Pierwszy klub Roberta Lewandowskiego przetrwał pandemię

- Jesteśmy cały czas w kontakcie z Robertem Lewandowskim. Zawsze możemy liczyć na jego wsparcie. Nigdy się nie wypierał tego, że jest wychowankiem Varsovii - mówi Robert Podoliński, dyrektor akademii UKS Varsovia.

Maciej Siemiątkowski
Maciej Siemiątkowski
Robert Lewandowski PAP/EPA / Alexander Hassenstein / Na zdjęciu: Robert Lewandowski
To prawdziwa wizytówka akademii UKS Varsovii Warszawa. Przez blisko osiem lat Robert Lewandowski zbierał tam piłkarskie szlify i strzelał pierwsze gole. W Varsovii "Bobka" pokochali wszyscy. Za charakter, skuteczność i wygrywanie meczów.

"W kontakcie z Robertem"

Choć Lewandowski grał później w Delcie Warszawa, Legii i Lechu, nigdy nie zapomniał o swojej pierwszej drużynie. W przerwie na zgrupowaniach reprezentacji Polski przyjeżdżał na Muranów i spotykał się z młodymi piłkarzami. Rok temu podczas ostatniej wizyty zastanawiał się, czy nie znajdzie tam swojego następcy. Kapitan Biało-Czerwonych i lider Bayernu Monachium nadal monitoruje sytuację w swoim mateczniku. Nawet podczas pandemii, która mocno dotknęła szczególnie szkółki piłkarskie.

O ogromnym wyzwaniu, jakim stał się dla nich koronawirus, mówił nam ponad dwa miesiące temu Wiesław Wilczyński, prezes FCB Escoli Varsovia. - Sport dzieci to bardzo wrażliwa branża i boleśnie odczuwa sytuację związaną z pandemią koronawirusa. Akademie piłkarskie nie są tak silne jak chociażby uczelnie i nie mogą radykalnie egzekwować środków finansowych od rodziców. A pierwszą rzeczą, jaką skreśla się w budżetach rodzinnych w tej chwili są właśnie zajęcia piłkarskie - tłumaczył (więcej TUTAJ).

ZOBACZ WIDEO: Piłka nożna. Grzegorz Krychowiak: Jeżdżę na trening z uśmiechem na twarzy

Suchą stopą z pandemii wyszła za to UKS Varsovia, w której szkolił się Lewandowski. - Jesteśmy cały czas w kontakcie z Robertem - zdradza Robert Podoliński, dyrektor akademii Varsovii. - Zawsze możemy liczyć na jego wsparcie. Nigdy się nie wypierał, że jest wychowankiem Varsovii. Jeszcze przed wybuchem pandemii byliśmy na jego meczu w Monachium. Ostatnio miał wiele spraw na głowie, włącznie z narodzinami dziecka, ale nie zapomina o nas.
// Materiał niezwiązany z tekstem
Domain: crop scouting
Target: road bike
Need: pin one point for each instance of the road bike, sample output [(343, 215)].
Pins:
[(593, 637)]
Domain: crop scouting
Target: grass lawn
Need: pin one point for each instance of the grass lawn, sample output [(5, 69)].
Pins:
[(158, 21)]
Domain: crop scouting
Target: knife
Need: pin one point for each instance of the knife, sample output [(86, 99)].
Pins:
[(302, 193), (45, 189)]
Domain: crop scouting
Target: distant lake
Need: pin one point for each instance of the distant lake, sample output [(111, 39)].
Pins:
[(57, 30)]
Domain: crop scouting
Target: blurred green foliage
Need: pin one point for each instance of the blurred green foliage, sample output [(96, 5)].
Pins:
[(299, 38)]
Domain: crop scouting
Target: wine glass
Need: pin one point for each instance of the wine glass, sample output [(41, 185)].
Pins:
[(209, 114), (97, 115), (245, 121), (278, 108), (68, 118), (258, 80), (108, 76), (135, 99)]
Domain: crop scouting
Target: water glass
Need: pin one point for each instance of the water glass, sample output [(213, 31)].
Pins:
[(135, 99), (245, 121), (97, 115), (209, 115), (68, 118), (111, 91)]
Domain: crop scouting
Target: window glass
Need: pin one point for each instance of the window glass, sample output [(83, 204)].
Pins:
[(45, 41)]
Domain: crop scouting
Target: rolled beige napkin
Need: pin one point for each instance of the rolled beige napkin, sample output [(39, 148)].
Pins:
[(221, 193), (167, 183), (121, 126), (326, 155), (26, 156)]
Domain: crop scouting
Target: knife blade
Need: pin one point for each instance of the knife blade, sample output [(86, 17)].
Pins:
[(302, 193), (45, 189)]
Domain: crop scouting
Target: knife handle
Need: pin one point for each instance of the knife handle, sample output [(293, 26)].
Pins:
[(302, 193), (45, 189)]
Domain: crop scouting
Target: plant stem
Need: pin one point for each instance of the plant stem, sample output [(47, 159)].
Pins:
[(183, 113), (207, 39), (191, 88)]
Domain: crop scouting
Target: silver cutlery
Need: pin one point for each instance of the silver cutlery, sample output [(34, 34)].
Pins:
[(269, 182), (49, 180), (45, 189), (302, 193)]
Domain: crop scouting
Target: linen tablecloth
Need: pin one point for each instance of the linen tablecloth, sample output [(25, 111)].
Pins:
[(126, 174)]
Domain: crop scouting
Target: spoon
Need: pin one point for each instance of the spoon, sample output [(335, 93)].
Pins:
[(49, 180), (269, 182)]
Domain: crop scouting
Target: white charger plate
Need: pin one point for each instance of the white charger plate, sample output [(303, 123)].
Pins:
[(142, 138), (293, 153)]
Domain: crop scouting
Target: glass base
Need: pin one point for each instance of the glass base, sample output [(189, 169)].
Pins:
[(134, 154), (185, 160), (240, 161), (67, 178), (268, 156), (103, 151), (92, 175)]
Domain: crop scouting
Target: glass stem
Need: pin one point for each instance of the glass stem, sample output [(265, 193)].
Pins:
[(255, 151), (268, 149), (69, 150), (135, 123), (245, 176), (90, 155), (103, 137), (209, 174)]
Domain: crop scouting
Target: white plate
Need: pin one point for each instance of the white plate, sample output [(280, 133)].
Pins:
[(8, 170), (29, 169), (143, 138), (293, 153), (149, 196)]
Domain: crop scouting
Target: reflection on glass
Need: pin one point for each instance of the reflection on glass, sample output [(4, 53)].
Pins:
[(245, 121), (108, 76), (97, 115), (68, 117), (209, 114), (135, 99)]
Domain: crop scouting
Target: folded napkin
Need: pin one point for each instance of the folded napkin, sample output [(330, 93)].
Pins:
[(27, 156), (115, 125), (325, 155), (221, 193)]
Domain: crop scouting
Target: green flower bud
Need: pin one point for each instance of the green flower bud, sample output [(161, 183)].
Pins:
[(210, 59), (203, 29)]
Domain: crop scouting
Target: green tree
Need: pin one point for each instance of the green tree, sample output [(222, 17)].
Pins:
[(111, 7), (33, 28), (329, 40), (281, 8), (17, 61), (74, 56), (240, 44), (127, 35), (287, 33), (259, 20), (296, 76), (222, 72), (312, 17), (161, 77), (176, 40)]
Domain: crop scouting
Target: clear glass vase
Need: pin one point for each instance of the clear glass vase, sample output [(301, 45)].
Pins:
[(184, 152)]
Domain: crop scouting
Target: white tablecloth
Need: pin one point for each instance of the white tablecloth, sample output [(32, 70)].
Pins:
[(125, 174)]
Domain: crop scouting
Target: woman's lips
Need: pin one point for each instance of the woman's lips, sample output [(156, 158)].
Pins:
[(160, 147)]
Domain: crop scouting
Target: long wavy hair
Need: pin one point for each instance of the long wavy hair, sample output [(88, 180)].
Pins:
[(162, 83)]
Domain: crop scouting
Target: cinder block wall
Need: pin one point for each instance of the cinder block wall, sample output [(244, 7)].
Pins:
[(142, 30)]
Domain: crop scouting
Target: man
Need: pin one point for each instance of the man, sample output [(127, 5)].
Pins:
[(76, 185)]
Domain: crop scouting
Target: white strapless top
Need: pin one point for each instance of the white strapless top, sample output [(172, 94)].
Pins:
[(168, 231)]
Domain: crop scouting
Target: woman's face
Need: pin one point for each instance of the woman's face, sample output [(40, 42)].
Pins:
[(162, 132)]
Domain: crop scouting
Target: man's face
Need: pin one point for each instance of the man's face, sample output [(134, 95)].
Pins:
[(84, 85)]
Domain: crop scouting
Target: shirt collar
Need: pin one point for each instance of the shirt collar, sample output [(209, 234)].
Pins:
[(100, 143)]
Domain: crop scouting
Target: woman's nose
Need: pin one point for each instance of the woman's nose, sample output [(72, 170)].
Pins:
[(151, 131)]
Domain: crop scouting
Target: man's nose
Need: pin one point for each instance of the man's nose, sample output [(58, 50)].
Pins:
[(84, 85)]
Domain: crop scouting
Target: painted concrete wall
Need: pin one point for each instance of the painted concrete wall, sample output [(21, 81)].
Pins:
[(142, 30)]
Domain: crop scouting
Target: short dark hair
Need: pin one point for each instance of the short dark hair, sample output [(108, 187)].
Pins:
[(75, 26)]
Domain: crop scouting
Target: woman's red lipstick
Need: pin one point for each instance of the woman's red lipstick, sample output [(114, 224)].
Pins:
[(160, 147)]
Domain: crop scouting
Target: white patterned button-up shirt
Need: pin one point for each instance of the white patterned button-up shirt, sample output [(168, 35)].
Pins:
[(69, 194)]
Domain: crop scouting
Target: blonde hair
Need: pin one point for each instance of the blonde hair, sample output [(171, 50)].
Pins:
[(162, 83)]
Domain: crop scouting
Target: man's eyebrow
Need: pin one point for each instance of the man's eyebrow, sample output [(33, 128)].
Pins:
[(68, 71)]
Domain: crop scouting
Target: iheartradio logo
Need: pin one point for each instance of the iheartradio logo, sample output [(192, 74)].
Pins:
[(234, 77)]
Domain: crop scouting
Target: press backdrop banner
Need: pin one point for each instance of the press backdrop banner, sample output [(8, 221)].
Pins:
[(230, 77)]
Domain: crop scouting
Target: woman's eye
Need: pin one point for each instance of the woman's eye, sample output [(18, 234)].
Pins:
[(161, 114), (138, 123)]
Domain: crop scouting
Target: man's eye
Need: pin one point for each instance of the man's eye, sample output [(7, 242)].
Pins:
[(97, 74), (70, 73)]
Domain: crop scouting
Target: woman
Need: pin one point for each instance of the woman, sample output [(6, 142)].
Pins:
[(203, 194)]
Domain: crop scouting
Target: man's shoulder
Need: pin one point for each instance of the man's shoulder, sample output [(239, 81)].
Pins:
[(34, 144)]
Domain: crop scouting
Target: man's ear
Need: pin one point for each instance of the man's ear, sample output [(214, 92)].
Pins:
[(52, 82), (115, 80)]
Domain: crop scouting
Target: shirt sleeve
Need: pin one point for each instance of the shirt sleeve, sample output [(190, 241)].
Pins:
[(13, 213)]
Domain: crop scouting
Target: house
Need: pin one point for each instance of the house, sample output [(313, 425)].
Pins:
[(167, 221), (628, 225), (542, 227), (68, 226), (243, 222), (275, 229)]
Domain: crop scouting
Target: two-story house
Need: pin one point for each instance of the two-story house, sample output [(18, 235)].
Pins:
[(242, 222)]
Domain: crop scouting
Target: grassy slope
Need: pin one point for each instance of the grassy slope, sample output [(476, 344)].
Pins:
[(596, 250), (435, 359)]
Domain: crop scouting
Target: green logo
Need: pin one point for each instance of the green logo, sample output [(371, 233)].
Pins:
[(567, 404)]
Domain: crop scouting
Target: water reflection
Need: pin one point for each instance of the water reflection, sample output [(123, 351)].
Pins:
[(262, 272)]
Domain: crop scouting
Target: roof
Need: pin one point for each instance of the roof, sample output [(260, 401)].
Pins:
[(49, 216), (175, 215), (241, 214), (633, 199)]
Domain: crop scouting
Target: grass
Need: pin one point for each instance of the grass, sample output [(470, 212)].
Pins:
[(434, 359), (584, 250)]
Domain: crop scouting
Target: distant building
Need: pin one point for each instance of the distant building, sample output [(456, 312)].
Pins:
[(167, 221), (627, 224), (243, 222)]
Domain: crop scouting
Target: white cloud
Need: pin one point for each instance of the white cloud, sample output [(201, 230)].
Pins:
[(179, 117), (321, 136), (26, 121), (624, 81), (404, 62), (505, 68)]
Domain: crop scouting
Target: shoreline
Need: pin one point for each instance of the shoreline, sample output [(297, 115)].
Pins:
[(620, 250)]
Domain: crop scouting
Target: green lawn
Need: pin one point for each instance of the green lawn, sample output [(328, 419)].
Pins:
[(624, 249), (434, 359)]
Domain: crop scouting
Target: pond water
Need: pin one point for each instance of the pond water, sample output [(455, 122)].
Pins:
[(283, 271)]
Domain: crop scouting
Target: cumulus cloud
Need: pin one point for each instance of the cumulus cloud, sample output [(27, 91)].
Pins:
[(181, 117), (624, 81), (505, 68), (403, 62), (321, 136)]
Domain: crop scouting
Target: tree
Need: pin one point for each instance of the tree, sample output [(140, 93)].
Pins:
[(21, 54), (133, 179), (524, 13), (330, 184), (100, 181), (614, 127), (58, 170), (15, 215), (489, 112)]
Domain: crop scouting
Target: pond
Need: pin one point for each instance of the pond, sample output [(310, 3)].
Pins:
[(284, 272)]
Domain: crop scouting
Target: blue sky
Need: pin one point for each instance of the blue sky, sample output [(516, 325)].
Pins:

Zresztą pewnie zdaje sobie sprawę, że nieźle sobie radzimy i nie musi się mocno martwić o sytuację tutaj - dodaje trener.

Akademia była w stanie nadal opłacać trenerów, którzy podczas przerwy prowadzili zajęcia online. Potrzebna była obniżka składek, ale nie było masowych odejść ze szkółki.

- Nie musieliśmy szukać dodatkowych środków i funduszy. Na szczęście przerwa szybko się skończyła, nie było ryzyka, że szkoła upadnie - mówi Damian Miecznikowski, prezes Varsovii.

Czipsy i cola

Akademia nadal zastanawia się, jak zorganizować letnie obozy. Trenerzy podkreślają, że są szczególnie ważne pod względem szkoleniowym. W krótkim czasie można przeprowadzić dużo treningów i przygotować piłkarzy do nowego sezonu. - Cały czas trzymamy rękę na pulsie. Obserwujemy obostrzenia w hotelach. Najważniejsze jest zdrowie dziecka i komfort psychiczny rodziców - tłumaczy Podoliński

- W skali 1-10 zawodnikom brakowało piłki na poziomie 82. U trenerów podobnie - dodaje.

W Varsovii liczą, że jesienią do gry wrócą rozgrywki młodzieżowe. Młodzi piłkarze czekają na to, aż znowu będą mogli zmierzyć się z sąsiadem zza miedzy lub rywalem z innej miejscowości.

Wśród zawodników Varsovii nie wykryto zakażenia koronawirusem. Trenerzy są w stałym kontakcie z młodzieżą. - Nie dostawaliśmy takich sygnałów. Nie było u nas trzęsienia ziemi, wszyscy są zdrowi - mówi dyrektor akademii i uśmiecha się: - Mam wrażenie, że nic strasznego oprócz większego spożycia czipsów i coli nie spotkało naszych piłkarzy.